Like so many, we did not know that our son had physical problems before he was born. The only hint we had was a single umbilical artery that was found at his 20 week scan but subsequent scans showed he was fine so we figured it was a fluke. Well, It was not a fluke and something was very wrong. When he was born the first thing we noticed was that something sounded really off about the way he cried, it seemed oddly melodic.
After my son was rushed off to the NICU because he was 10 weeks premature, I thought everything was fine.
After having multiple complications that landed me in the ICU with, at most, a 20% chance of survival; I didn’t get to see my son for two weeks. My poor husband had to go between the two of us who were fortunately still in the same hospital. He brought me pictures of my son and told me everything was going to be OK. He was trying so hard to stay positive for his son who had a 50/50 chance and his wife who was pretty much told she was going to die from the moment she made it to the ICU. Obviously I’m not a ghost so I survived.
It was easy to stay detached during that time because I had my own recovery to consider and I had not yet had an opportunity to bond with my son. After I was moved to a step down unit I was allowed to see him for the first time and I have to say it wasn’t easy. It was surreal almost. We were both covered in bruises from failed IV’s and blood draws. We were both still healing and trying to get out alive. He was still paralyzed from the surgery. All I could touch was his foot.

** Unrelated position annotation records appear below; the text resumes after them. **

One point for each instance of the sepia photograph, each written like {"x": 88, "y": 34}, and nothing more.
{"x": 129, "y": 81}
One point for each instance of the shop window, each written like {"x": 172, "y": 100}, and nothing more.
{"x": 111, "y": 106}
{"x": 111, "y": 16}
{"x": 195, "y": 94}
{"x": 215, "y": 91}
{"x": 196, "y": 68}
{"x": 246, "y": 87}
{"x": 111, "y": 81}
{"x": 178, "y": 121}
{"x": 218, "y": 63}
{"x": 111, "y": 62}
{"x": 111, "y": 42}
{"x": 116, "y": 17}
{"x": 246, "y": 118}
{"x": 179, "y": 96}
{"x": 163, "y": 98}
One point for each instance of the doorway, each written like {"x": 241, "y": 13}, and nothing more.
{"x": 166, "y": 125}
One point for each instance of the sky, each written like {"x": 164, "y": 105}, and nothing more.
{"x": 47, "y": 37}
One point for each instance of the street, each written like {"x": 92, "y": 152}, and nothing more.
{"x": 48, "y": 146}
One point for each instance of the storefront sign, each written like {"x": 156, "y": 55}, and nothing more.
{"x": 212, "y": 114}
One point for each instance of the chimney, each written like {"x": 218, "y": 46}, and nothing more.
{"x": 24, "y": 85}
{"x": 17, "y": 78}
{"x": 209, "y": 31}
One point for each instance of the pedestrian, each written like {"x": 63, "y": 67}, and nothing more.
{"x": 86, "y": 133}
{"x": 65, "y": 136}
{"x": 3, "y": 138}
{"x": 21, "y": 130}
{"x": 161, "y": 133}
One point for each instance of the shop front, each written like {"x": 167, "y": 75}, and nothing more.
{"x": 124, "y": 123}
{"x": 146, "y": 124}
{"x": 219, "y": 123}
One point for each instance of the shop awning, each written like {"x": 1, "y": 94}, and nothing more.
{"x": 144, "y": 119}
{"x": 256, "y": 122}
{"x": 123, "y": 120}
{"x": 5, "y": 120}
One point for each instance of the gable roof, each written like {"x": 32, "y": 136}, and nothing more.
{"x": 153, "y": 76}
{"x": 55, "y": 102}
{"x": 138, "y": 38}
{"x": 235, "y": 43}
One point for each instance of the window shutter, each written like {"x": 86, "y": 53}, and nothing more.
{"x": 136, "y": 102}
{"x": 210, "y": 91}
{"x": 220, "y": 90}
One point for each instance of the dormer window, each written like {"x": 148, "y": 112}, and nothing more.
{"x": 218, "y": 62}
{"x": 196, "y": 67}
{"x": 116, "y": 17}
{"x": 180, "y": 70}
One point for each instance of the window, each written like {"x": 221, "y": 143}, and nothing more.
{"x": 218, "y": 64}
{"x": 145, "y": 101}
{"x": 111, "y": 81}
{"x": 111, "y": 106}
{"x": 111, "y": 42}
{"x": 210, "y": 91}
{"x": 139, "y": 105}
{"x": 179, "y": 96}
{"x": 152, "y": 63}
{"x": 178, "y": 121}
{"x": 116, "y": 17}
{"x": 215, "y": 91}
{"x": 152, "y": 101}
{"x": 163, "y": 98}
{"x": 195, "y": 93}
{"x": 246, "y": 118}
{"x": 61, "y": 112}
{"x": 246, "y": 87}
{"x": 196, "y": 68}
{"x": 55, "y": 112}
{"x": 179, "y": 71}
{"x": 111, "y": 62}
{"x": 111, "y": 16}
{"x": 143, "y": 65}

The day after I was released and sent home on bed rest without my baby, I was right back at the nicu to visit him the next day even though I could barely even walk without resting every 10 feet. I couldn’t think of anything else that I could do at the time except cheer him on. My roughest day in NICU was the day that he tried to stop breathing over and over and over and over again. I lost track of how many times in a half an hour my son stopped breathing and the nurses had to rub his back to make him breathe again and it struck me that day how fragile he really was. I was scared to bond with him at that point because I didn’t know if he was going to live long enough for me to bring him home. I started to cry in the middle of The NICU and I had to stop myself because I didn’t want to break down in front of people. I don’t know how to pretty cry… So I went to my car as fast as I could and I just screamed and cried and beat my steering wheel with my hands until they were swollen and bruised.
Over the next couple of months while my son grew, I was told he had reflux. I don’t think I understood exactly what that meant. I think I was kidding myself at the time that once he got out of the hospital, just like me, he would be right as rain.
When he was about to graduate into a step down unit, a doctor sat down with me and tried to explain to me that he was going to have issues throughout his life and that he would need dilations and other procedures in order to thrive. Part of me heard him but part of me was not ready to understand and most of the things that he said it went right over my head anyway. He may as well have said nothing at all but looking back he was the only person There who tried to talk sense to me. I was so ignorant at the time of the things that we were going to be facing. I didn’t even know what these things were and I took everything at face value rather than look it up myself to learn whatever I needed to know.